В романе Юрьева эстонский пограничник лейтенант Пропп, только что разразившийся тирадой о том, как русские мешали эстонцам стать «настоящими немцами», вдруг произносит такую фразу: «Не надо, не надо скрести эстонца. Под ним ничего нет» Самоуничижение персонажа? Если угодно, то скорее онтологический диагноз всей романной вселенной Пропп — пустота, которую можно заполнить только извне. Он цитирует Гитлера, шьёт форму по «Семнадцати мгновениям весны», мечтает стать немцем. Его идентичность — заимствование, маскарад, попытка примерить чужую историю. Но когда маска снимается, под ней не оказывается лица. И, как вы понимаете, Пропп не исключение. Венделин Венде, который появится позже в книге— немец, но говорит с блатным акцентом и носит ватник. Исмулик Мухаметзянов — татарин, но православный и коллекционер трусов. Зойка меняет фамилии как перчатки. Герой — еврей, но не знает иврита и пишет о славянах. Идентичность в этом мире — роль. Её можно присвоить, продать, подделать, забыть. Даже под русским, как замечает Пропп, ничего нет,«смесь татарина с евреем», и та пустая. Но, как ни странно, в этой тотальной пустоте есть и оборотная сторона.
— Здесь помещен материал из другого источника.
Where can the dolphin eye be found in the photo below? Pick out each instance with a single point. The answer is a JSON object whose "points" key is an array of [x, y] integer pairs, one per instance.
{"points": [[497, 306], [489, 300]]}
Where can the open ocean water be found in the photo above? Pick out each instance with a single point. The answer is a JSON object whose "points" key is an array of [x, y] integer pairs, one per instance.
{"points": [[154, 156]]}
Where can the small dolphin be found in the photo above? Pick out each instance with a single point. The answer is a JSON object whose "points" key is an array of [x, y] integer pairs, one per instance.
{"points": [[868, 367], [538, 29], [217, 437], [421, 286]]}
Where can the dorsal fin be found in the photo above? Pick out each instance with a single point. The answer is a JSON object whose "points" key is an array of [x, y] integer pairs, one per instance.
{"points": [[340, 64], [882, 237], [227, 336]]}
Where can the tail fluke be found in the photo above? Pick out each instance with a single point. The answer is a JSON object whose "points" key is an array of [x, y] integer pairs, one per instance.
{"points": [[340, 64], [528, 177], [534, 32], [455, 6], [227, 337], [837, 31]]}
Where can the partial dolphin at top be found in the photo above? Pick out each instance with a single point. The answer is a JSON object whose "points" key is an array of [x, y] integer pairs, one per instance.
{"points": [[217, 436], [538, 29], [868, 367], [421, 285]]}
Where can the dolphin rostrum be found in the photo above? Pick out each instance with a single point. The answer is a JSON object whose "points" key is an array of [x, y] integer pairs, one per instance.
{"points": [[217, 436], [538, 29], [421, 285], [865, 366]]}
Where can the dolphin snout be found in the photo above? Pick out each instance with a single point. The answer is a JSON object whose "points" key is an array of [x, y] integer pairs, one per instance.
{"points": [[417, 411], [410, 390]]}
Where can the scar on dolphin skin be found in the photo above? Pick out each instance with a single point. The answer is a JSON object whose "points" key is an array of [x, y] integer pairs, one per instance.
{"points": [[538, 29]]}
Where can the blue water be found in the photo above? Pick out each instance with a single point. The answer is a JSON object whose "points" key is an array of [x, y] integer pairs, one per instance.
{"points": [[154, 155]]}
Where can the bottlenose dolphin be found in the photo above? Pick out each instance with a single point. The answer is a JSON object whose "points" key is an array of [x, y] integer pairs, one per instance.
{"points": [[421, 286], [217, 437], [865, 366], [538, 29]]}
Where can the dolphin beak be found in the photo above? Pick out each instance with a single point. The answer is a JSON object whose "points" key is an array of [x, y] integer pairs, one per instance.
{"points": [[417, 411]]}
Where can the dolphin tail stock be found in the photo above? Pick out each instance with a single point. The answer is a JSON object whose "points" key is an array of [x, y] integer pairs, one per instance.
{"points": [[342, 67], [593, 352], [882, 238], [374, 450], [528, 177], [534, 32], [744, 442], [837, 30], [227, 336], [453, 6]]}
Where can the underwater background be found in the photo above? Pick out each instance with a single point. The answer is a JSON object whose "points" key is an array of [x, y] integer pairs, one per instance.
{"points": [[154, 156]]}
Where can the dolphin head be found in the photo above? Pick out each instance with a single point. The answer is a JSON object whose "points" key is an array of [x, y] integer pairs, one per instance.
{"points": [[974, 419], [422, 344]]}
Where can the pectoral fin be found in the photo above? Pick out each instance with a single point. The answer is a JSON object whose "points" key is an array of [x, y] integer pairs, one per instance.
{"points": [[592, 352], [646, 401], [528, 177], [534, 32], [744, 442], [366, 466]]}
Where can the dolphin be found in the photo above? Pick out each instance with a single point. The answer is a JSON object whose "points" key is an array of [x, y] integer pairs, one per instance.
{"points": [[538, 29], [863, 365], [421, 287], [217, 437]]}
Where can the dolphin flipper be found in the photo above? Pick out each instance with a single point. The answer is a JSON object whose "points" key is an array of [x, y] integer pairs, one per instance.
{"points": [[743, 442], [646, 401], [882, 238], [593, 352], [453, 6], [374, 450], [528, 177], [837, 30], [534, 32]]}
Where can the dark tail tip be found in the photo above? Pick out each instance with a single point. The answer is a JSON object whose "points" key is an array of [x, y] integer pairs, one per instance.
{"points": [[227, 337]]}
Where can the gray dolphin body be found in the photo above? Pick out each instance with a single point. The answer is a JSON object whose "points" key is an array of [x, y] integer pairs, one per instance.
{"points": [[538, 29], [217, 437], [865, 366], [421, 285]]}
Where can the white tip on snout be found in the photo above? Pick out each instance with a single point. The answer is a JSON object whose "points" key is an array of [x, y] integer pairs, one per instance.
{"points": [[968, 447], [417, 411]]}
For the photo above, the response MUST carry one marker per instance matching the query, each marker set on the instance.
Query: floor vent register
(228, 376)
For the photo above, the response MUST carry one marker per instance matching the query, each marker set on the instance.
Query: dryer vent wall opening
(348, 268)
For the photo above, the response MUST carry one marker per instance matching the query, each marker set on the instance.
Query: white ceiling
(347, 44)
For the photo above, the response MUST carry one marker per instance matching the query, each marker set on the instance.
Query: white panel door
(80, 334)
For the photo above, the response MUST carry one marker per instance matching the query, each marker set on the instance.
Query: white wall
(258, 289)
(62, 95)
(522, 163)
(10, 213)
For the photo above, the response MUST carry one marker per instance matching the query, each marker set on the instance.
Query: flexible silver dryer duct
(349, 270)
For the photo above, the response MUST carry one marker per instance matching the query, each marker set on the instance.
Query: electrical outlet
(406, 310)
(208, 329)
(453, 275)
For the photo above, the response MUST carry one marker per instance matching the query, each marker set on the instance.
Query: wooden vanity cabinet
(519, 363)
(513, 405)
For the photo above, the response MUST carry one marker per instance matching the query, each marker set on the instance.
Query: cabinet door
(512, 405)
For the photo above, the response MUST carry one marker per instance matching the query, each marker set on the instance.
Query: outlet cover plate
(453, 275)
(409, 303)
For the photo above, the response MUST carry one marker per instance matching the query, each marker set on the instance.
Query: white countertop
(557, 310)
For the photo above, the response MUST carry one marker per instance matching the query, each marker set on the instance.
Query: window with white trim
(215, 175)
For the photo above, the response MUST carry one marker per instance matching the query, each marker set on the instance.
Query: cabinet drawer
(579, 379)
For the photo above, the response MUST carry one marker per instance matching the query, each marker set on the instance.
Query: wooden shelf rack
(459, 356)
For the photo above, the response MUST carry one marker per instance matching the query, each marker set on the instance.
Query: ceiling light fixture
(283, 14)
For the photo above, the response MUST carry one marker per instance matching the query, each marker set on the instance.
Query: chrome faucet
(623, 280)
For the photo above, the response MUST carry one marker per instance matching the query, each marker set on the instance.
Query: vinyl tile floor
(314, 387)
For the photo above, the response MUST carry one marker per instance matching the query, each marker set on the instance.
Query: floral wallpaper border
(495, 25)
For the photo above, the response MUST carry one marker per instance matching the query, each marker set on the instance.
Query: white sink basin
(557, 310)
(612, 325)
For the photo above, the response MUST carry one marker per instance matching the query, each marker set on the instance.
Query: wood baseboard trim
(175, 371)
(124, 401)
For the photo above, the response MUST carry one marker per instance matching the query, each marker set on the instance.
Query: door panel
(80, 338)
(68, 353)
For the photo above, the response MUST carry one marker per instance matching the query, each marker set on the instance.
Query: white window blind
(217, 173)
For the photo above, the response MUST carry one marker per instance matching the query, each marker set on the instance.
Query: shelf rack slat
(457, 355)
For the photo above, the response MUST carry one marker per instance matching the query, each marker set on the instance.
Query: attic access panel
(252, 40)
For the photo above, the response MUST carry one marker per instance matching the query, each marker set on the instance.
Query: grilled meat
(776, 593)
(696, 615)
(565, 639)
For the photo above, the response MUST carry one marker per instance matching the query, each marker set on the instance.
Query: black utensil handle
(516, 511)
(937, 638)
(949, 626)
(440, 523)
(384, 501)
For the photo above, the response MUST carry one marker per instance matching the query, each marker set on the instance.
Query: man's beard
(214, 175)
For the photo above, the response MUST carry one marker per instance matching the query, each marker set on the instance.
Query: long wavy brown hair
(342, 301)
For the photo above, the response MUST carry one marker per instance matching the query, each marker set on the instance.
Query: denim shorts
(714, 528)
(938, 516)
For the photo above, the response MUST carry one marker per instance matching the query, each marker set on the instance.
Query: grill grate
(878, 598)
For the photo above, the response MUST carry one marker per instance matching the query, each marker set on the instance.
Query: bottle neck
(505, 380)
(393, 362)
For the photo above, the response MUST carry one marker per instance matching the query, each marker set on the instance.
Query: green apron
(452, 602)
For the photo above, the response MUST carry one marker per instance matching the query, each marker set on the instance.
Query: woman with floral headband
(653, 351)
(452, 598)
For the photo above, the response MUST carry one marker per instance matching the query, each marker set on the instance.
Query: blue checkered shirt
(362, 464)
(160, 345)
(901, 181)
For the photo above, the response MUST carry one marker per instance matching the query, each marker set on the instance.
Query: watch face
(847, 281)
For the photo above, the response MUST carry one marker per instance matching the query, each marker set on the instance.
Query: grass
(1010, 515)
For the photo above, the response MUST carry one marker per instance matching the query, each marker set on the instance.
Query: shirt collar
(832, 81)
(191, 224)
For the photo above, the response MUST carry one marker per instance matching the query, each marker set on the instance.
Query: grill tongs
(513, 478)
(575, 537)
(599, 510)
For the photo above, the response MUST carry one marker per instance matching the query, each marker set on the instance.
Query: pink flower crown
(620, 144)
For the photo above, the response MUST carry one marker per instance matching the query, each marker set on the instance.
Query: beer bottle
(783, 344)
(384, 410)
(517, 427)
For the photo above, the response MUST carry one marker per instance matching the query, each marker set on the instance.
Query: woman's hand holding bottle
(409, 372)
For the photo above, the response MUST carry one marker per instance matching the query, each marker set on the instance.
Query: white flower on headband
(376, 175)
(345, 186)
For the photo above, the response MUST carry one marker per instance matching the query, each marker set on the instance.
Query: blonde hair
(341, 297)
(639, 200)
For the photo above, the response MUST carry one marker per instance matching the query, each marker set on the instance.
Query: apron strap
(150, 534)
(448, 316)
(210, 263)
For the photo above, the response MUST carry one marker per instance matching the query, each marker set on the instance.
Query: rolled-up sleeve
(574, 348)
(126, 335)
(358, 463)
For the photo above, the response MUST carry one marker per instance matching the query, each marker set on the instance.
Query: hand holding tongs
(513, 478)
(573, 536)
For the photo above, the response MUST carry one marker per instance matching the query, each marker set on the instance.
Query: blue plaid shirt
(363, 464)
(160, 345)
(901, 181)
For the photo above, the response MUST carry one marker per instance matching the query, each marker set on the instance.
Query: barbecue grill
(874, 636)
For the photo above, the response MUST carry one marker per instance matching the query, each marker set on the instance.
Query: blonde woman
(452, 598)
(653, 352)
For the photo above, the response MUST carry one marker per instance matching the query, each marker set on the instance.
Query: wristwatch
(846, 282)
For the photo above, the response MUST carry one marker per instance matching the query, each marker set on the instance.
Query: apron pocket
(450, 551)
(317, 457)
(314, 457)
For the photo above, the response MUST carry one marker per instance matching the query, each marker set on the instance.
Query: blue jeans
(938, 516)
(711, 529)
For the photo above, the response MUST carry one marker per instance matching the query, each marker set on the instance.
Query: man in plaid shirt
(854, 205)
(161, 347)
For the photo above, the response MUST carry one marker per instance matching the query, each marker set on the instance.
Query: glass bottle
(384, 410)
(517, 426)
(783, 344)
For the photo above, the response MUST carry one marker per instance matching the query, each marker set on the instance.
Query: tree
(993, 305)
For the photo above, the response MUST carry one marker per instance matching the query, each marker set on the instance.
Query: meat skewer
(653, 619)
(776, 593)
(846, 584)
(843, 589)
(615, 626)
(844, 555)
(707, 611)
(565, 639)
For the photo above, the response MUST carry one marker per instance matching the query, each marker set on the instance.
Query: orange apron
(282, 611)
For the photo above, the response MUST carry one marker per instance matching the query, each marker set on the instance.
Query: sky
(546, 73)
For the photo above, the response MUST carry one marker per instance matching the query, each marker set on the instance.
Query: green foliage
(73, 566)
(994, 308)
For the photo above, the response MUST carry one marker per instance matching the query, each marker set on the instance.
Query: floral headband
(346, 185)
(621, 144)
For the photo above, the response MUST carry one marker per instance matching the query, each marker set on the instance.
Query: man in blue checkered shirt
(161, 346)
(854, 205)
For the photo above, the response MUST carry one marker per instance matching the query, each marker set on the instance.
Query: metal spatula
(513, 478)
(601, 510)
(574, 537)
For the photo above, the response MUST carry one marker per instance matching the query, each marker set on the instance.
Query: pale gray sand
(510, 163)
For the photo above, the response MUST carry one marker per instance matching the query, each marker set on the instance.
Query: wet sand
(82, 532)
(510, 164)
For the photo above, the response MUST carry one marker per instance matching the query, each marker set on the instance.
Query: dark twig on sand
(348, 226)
Если под эстонцем ничего нет, то под евреем, русским, татарином — тоже. Значит, можно стать кем угодно. Можно выбрать идентичность, как Зойка выбирает фамилию. Можно создать новую страну, как герой создаёт Винету. Трагедия идентичности оборачивается свободой. «Мы поднимаем флаг Винеты и объявляем себя независимым государством», — заявляет герой. Согласитесь, когда под тобой ничего нет, остаётся только строить себя заново. Из текста, из песен, из воспоминаний.